According to Omdia's Micro LED Display Market Tracker report, revenue from Micro LED displays is forecast to increase by 100% year-over-year, rising from $52.4 million in 2025 to $105.4 million in 2026. Although applications for Micro LED displays in public displays, extra-large TVs, smartwatches, and smart glasses remain limited, rapidly maturing manufacturing capabilities and the adoption of new products are expected to significantly drive shipment and revenue growth in the short term.
Previously, large-scale commercialization faced numerous challenges, including unstable optoelectronic characteristics, limitations in mass transfer technology, low backplane yield rates, and most critically, high manufacturing costs. By addressing these challenges, display manufacturers have now begun mass-producing Micro LED products for televisions, public displays, and smartwatches. Particularly noteworthy is the rapid growth of LEDoS (Micro LED on Silicon), a segment that traditional display manufacturers previously found difficult to enter.
LEDoS enables ultra-miniature displays by electrically integrating Micro LED chips measuring only a few nanometers in width onto semiconductor substrates. As a result, LEDoS manufacturing more closely follows semiconductor process flows compared to traditional panel makers. Typical LEDoS displays feature diagonal sizes of 0.1 to 0.2 inches with resolutions ranging from 4,000 to 6,000 pixels per inch (PPI), making them ideal for augmented reality (AR), virtual reality (VR), mixed reality (MR), and near-eye display applications.
Global brands are increasingly expanding AI services through smart glasses and planning to adopt LEDoS for their wearable display solutions due to its superior brightness and resolution compared to LCoS or OLEDoS. Jerry Kang, Omdia's lead researcher for OLED, flexible displays, Micro LED and emerging technologies, stated, "Depending on size and resolution, methods for mass transferring tens or even millions of Micro LED chips differ significantly from processes used by existing panel manufacturers to inject liquid crystals or pattern OLEDs.

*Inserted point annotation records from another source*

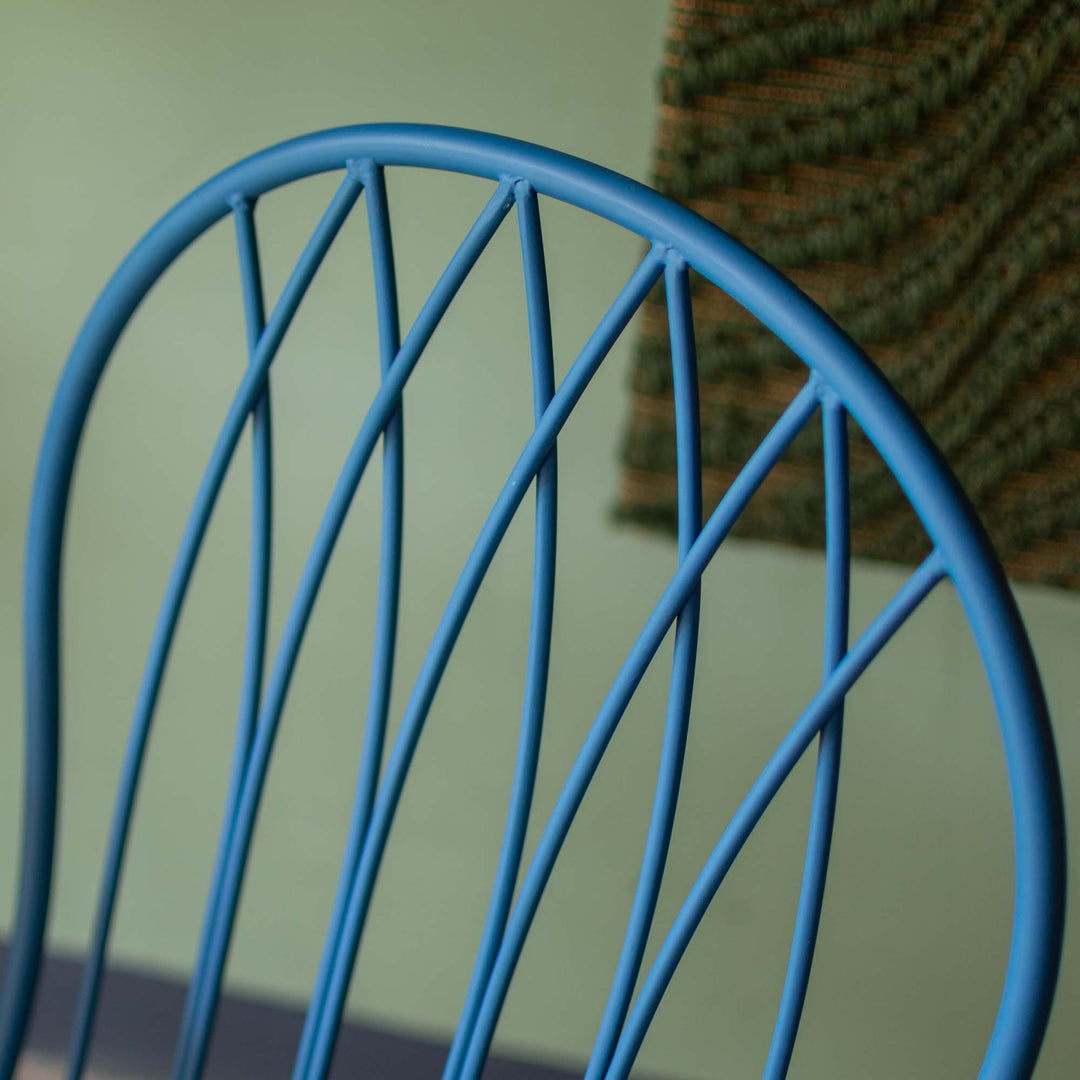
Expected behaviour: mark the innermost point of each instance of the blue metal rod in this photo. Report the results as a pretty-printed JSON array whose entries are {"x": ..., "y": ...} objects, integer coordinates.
[
  {"x": 386, "y": 626},
  {"x": 688, "y": 458},
  {"x": 522, "y": 475},
  {"x": 251, "y": 278},
  {"x": 817, "y": 714},
  {"x": 383, "y": 406},
  {"x": 823, "y": 809},
  {"x": 251, "y": 389},
  {"x": 539, "y": 653},
  {"x": 673, "y": 599}
]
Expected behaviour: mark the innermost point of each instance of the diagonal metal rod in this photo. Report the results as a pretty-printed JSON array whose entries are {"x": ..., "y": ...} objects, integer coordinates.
[
  {"x": 522, "y": 475},
  {"x": 540, "y": 629},
  {"x": 251, "y": 278},
  {"x": 682, "y": 586},
  {"x": 386, "y": 626},
  {"x": 688, "y": 463},
  {"x": 823, "y": 809},
  {"x": 818, "y": 713},
  {"x": 250, "y": 391},
  {"x": 383, "y": 406}
]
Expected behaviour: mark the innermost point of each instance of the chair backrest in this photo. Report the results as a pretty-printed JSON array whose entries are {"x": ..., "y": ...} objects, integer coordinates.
[{"x": 840, "y": 383}]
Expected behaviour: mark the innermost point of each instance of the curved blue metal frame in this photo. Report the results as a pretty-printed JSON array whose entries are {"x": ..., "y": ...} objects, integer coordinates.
[{"x": 842, "y": 382}]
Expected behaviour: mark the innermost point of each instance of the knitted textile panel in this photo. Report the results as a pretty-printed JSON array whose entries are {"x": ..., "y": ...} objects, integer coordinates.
[{"x": 914, "y": 165}]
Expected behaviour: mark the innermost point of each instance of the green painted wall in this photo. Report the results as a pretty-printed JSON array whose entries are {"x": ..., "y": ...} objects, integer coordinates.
[{"x": 110, "y": 112}]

Furthermore, designing, sourcing, transferring, and modularizing Micro LED chips with different specifications according to final product requirements demands substantial resources."
Omdia believes Micro LED displays are most likely to achieve initial growth in specific application markets where competing technologies cannot meet performance requirements. These markets include extra-large displays with low PPI (high transfer frequency but relatively low precision), ultra-small displays with high PPI (high precision but relatively low transfer frequency), automotive displays requiring extreme brightness for outdoor visibility surpassing LCD/OLED, transparent displays needing high brightness and aperture ratio, and stretchable displays that can conform to uneven surfaces. These innovative applications are expected to become key drivers for Micro LED display adoption in the future.
Looking ahead, Omdia forecasts that Micro LED display revenue will nearly double from $52.4 million in 2025 to $105.4 million in 2026, reaching approximately $6.8 billion by 2032 and accounting for about 4.4% of the total flat panel display market.